Montanari: Frame design and lift safety
The frame is often an integral part of lifting systems and its correct choice is crucial for lift safety. What information is needed? What to pay attention to? What are the risks? How to choose correctly?
Let’s start with its function: to support the traction machine and the load of the whole system.
It may appear simple: a few steel beams welded and bolted together.
The choice and design of the right frame is essential for the correct support of the machine in relation to the weight and torque generated by the mechanical movement. In case of lack of attention in this step, the consequences could prove fatal.
To choose the bedplate (another name for the frame), we start with the data of the lifting system and the reference standard. At Montanari we have special editable forms that guide users to the correct compilation. The next step is the execution of tests with FEM calculation software:
• Equivalent tensile stress
• Elastic deformation
• Safety Factor
We examine these steps with a simulation that demonstrates how even changes of only a few mm can have significant effects on the final result. The simulation was used for an internal training in the technical department (Montanari Academy [1]) based on real projects.

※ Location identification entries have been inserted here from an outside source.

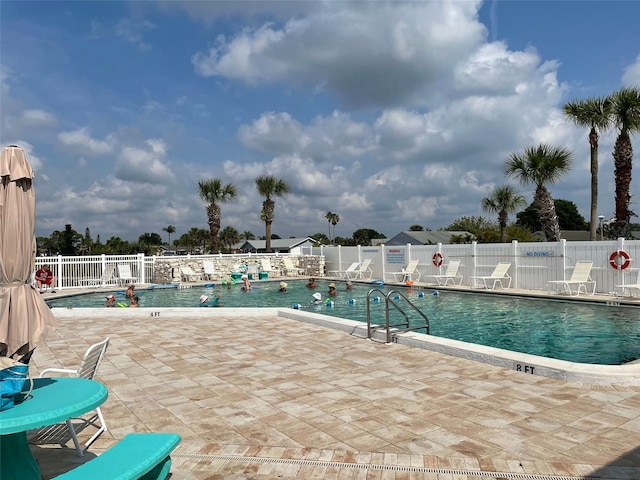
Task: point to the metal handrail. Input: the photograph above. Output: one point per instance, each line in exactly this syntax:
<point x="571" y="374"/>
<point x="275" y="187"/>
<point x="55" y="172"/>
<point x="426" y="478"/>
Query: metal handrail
<point x="388" y="326"/>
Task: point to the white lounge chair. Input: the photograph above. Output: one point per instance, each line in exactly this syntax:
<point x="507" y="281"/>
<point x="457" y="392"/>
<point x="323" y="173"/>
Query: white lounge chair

Let us assume that the data are those in Tables 1 – 2 – 3 and the design that in Fig. 3 – 4. We test how the material will react to the assumed loads applied to the machine.

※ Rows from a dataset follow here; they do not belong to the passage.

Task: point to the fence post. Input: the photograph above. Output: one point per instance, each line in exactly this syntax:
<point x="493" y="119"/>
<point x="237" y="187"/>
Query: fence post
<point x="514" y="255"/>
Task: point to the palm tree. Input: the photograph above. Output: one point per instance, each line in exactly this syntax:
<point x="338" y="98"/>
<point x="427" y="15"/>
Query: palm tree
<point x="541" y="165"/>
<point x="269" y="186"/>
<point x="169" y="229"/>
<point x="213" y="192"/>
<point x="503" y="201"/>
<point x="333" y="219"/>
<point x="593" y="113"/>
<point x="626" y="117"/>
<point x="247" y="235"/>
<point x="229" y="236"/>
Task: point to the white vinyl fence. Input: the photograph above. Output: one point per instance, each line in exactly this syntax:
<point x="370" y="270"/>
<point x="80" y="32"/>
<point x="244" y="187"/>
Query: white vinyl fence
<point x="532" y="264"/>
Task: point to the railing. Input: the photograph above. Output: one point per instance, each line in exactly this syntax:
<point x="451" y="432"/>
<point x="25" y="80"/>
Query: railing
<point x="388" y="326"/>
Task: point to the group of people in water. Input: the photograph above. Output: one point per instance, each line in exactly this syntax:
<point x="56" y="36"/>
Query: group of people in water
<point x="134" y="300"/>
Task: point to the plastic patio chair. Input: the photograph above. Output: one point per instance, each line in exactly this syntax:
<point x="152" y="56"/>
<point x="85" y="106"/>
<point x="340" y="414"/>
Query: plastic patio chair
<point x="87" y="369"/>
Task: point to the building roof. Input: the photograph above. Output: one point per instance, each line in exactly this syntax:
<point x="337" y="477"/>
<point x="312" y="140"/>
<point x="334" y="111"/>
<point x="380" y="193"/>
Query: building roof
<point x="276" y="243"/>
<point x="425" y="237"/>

What happens in the simulation?
The system reproduces the effect of weight and torque (Fig. 5 – 6) in the following way:
– the static vertical load is applied to the slow shaft;
– torque is applied to the traction sheave that lifts the counterweight (CWT).
It is then verified whether the model is able to withstand the given load using FEM tests.
TEST: EQUIVALENT TENSILE STRESS
Stress method: Von Mises [2]. Due to the acceleration and inertia of the system, the load and torque applied to the machine are multiplied by a factor of 2.
According to good practice, the maximum permissible stress on this hypothetical frame is 1/3 of the yield stress.
Simulating this situation on the frame structure, we obtain the result in Fig. 7.
What can be deduced?
There are different coloured areas. The red ones are not permissible. The frame may appear to be solid, but the simulation informs us that it does not conform to the system features. Without the test, this won’t be detected.
TEST: ELASTIC DEFORMATION
According to good practice, the maximum permissible deformation on the frame structure must be 1/1500 of the maximum length: 960 mm/1500 = 0.64 mm (960 is the length of the beam). The red coloured area on the representation is not permissible: the total deformation is up to 1.8mm (Fig. 8 / 9).
TEST: SAFETY FACTOR
The minimum safety factor is 3: there are areas where this factor is not met. A force exceeding the yield stress applied to a structure can lead to permanent deformation (Fig. 10).
What would happen in the real situation?
Permanent deformation of the frame due to incorrect design can lead to the failure of the entire frame, which is no longer able to support all the load.
A further consequence could be that the machine would come off its seat with high risks for the whole system.
Taking into account the system features and the traction machine, what would be a suitable solution?
Based on the calculations, we slightly vary the height of the frame beam: compared to Table 2, the value increases from 125 to 175 mm. The effect of weight and force can be seen in Fig. 11 – 12.
Maximum permissible deformation on the frame: 1/1500 of the maximum length, according to good practice: 960mm/1500 = 0.64mm. The total deformation on the frame is 0.2 mm, so it is suitable for installation according to safety parameters.
Conclusions
An undersized frame can compromise the safety of the entire lift due to the high risk of breakage. It is advisable to always involve the machine manufacturer to verify the design and confirm the safety factor (even when the frame is not purchased from the machine supplier).
A preliminary study is always carried out at Montanari. In fact, sometimes the chosen frame may even be overestimated compared to system needs, and this entails a higher cost, considering the high price of raw materials.
NOTES
[1] Montanari Academy was inaugurated in 2017 at Asansor – Istanbul. Since then, all courses organised for customers and employees, in all Montanari branches, are delivered under the name Academy to better identify the value of this important service.ù
[2] Richard von Mises: was an Austrian naturalised US mathematician, engineer and academic. In solid mechanics, he developed the notion of the distortion energy associated with each tensional state, which is one of the most important concepts used in engineering when calculating the tensile stress of materials. He also made important contributions to plasticity theory by formulating what became known as the von Mises Criterion.